I became a mom about a year after I became a manager. Three more kids and many more leadership roles followed. Along the way I discovered that the skills I needed to be a good mom were the same ones I needed to be an effective leader. Not only were those skills transferrable, the more I developed them in one sphere of my life, the more they helped me improve in the other.

Let’s talk about patience. When I first became a manager I wasn’t a particularly patient person. But you need patience when you’re a leader. So I trained myself to slow down, enunciate more clearly and become an active listener— the exact same skills I had to hone on the job as a mom.

Patience is a parenting survival skill. If you don’t develop it early on, you’re in for a rough ride. But the great thing about being a parent is that you get on-the-job training. Is there a better way to learn how to count to ten and choose your words carefully than by making a trip to the supermarket with a tired toddler in tow?

As a leader, you also have to think on your feet a lot because you have curve balls coming at you all the time. Let’s say a member of your team brings you bad news — the kind where hundreds of thousands of dollars are at stake. If you lose your temper when you hear bad news, the person who delivered it won’t be keen to bring you news of that nature again. If they procrastinate about bringing it to you, and the problem’s fixable, it will be too late to do anything about it.

Being a parent also provides you with a crash course in learning how to think on your feet. Some days I come home from work and I have no idea what’s going to come out of my kids’ mouths. Not long ago one of my teenage daughters announced that she wanted to dye her hair fire engine red. Now I realize that as curve balls go this one does not qualify for the major leagues. Still, I had about one second to figure out how I was going to react to her request, how the discussion was going to go if I reacted in the wrong way, and make the call.

If I said, ‘No, absolutely not, over my dead body…’ —and if you’re the parent of a teenager I’ll leave it to you to finish that sentence—it was pretty clear to me where things were going to go. But if I stepped back and looked at the big picture, I’d probably realize that asking to dye your hair fire engine red is a fairly standard request for a teenage girl. Was this really a problem worth going to war over?

Being a mom also forced me to realize that when I was home, I’d allowed myself to become so distracted by work stuff that I wasn’t taking the time I should have to be present for my kids. For instance, when my son was younger, he’d call down to me at bedtime and ask me to come upstairs and tuck him in. I’d be on my computer trying to finish some work thing and I’d say, “Okay, buddy, give me a minute and I’ll come up.” But by the time I’d made it upstairs he’d fallen asleep. That experience forced me to wonder whether I was doing the same thing at the office. When someone knocked on my    door and asked, “Have you got a minute?” after I said “sure” was I so focused on the task at hand that I didn’t stop what I was doing immediately to give them my full attention?

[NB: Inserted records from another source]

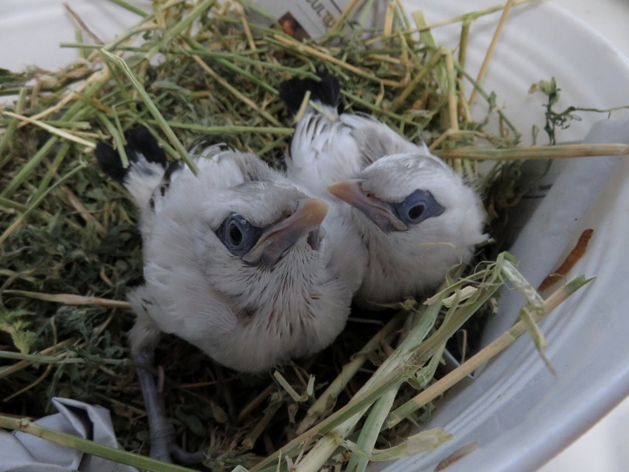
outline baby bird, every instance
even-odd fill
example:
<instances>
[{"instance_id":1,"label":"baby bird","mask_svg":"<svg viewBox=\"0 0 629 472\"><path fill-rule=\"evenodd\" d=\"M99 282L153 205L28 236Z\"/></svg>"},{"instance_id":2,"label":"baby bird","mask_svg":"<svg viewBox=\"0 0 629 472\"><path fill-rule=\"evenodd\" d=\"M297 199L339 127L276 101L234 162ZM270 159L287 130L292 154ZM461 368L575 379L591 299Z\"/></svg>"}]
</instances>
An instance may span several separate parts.
<instances>
[{"instance_id":1,"label":"baby bird","mask_svg":"<svg viewBox=\"0 0 629 472\"><path fill-rule=\"evenodd\" d=\"M350 218L369 254L359 305L373 308L421 295L486 239L479 199L425 144L367 115L339 115L338 82L320 77L281 87L289 111L310 91L323 112L308 106L297 123L287 176L313 194L329 192L352 206Z\"/></svg>"},{"instance_id":2,"label":"baby bird","mask_svg":"<svg viewBox=\"0 0 629 472\"><path fill-rule=\"evenodd\" d=\"M128 295L137 317L130 334L135 360L152 364L161 332L242 372L313 354L334 340L363 267L338 244L348 227L342 219L326 228L335 237L323 239L326 202L252 154L197 147L195 176L179 161L167 165L147 128L125 138L127 169L108 143L99 143L96 155L140 211L145 283ZM141 369L138 375L151 456L198 459L175 445L154 380Z\"/></svg>"}]
</instances>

I realized that if someone had mustered the courage to knock on my door, they probably had information to share with me that they felt was pretty important, and I needed to immediately stop whatever I was doing and be fully present so that I could listen to them. I decided that whether I was talking to my kids, a staff member or one of our front-line employees, I needed to give them my undivided attention and communicate to them that nothing was more important to me in that moment than what they had to say. Connecting with your team, valuing the people they are and what they have to say is at the heart of great leadership. I learned that lesson being a mom.